The resilience of a distributed microservice application depends fundamentally on how gracefully it can adapt to those all-too-certain environmental degradations and service failures. It is therefore not only a good, but essential practice that such applications be tested for how they will behave under various failure scenarios.

Because distributing an application across hosts introduces a crucially unreliable factor—the network—most failure testing scenarios justifiably focus only on network-related characteristics such as unexpected latencies or communication errors like timeouts. However, when applications are distributed, communication issues are not the only causes of failure. Capacity and performance mismatches between individual hosts, nodes or containers can wreak significant havoc as well. And, as an architecture progresses from a single, distributed microservice application to a set of applications built on top of shared services, and finally to a continually evolving, growing organic architecture, such mismatches become ubiquitous and the primary sources of failure.

In this post, we explore what chaos engineering is and how it is not only a good, but essential practice for distributed applications. We then turn to more advanced, organic microservice architectures and look at how their failure management needs can be better served by a cloud traffic controller.

The Trouble with Distributed Applications

Creating a distributed application is hard, particularly if it is designed to execute large-scale transactions and perform consistently at the upper end of what its components can support. Worse, the necessary tight coupling between the components that such applications require is inherently brittle and thus not only expensive to create, but even more costly to maintain.

This brittleness is not the result of component logic that is difficult to test. Functional tests are straightforward to create and automate at the unit and integration testing stages, but the non-functional behaviors of distributed applications are not only out of the architect’s control: they can’t even be tested without accurately simulating the actual application, at relevant scale and with realistic traffic.

Furthermore, setting up a staging environment that is a meaningful twin of the production environment is a massive project at scale, in particular if the production environment is dynamic, that is if it changes often. And, if microservices are “done properly,” the topology of the application, the dependencies between its services and their interaction behaviors are going to be evolving on a daily basis, if not continually.
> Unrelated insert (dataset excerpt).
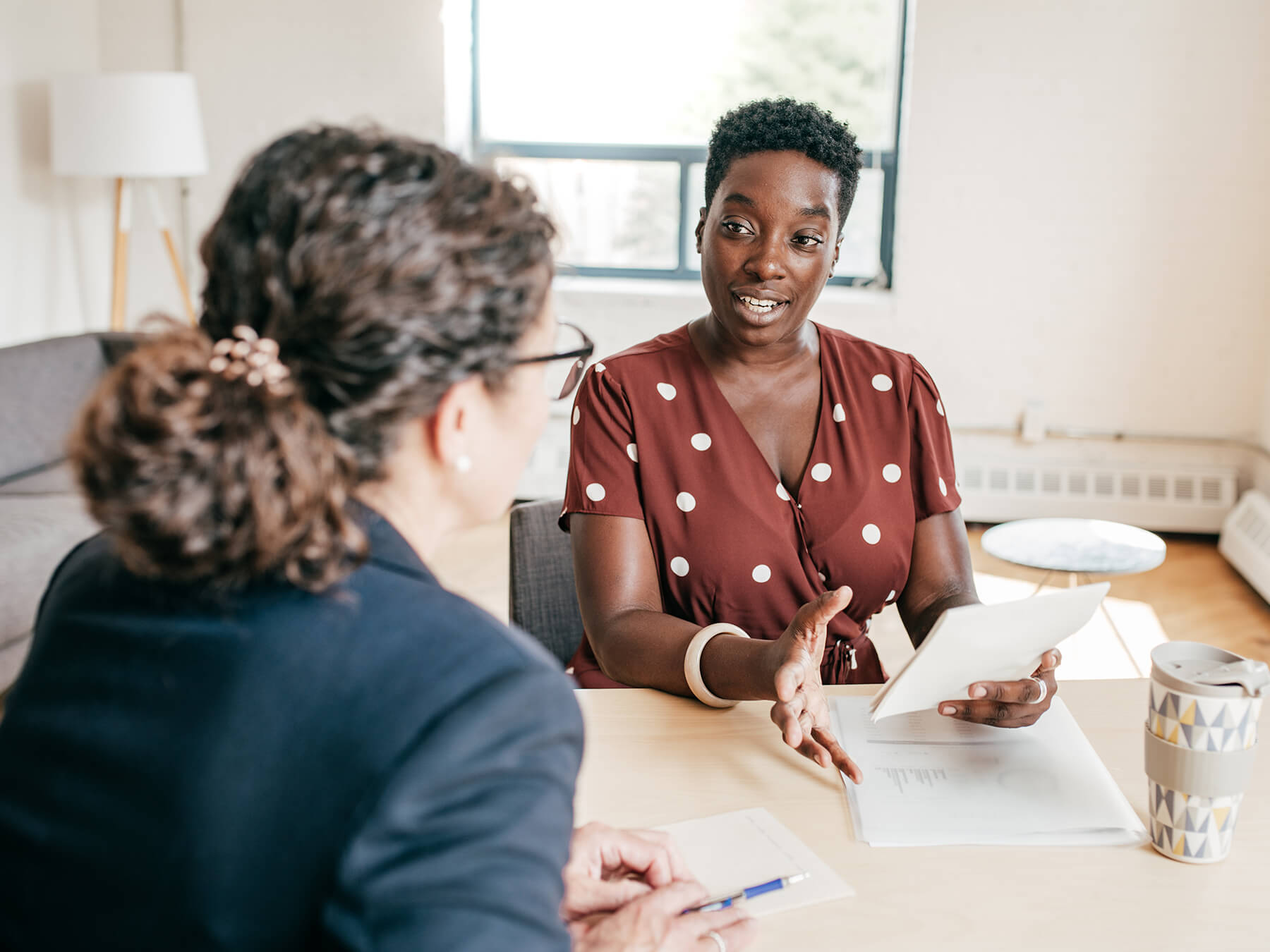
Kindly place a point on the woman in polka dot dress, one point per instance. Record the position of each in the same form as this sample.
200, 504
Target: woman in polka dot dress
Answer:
757, 470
In such environments, the test environment is often no longer a meaningful representation of the production environment by the time the first chaos experiment is run.

As a result, it is vital to test in production.

Of course, the sheer number of tests that need to be written, run, analyzed and maintained to account for new services, previously unknown interdependencies and interactions is daunting—a burden that increases as a service architecture scales and gains complexity.

Making Distributed Applications More Resilient with Chaos Engineering

“Chaos engineering” refers to the methodical design and implementation of experiments to test assumptions about—and discover previously unknown behaviors of—distributed service architectures. The premise is straightforward: since load spikes, errors and slowness are bound to happen, it is best to test our assumptions about how the architecture will behave when these degradations and failures occur. The ultimate goal with chaos engineering is to verify that the system will behave as expected during adverse conditions, and in case it won’t, to learn what steps can be taken to make it more resilient.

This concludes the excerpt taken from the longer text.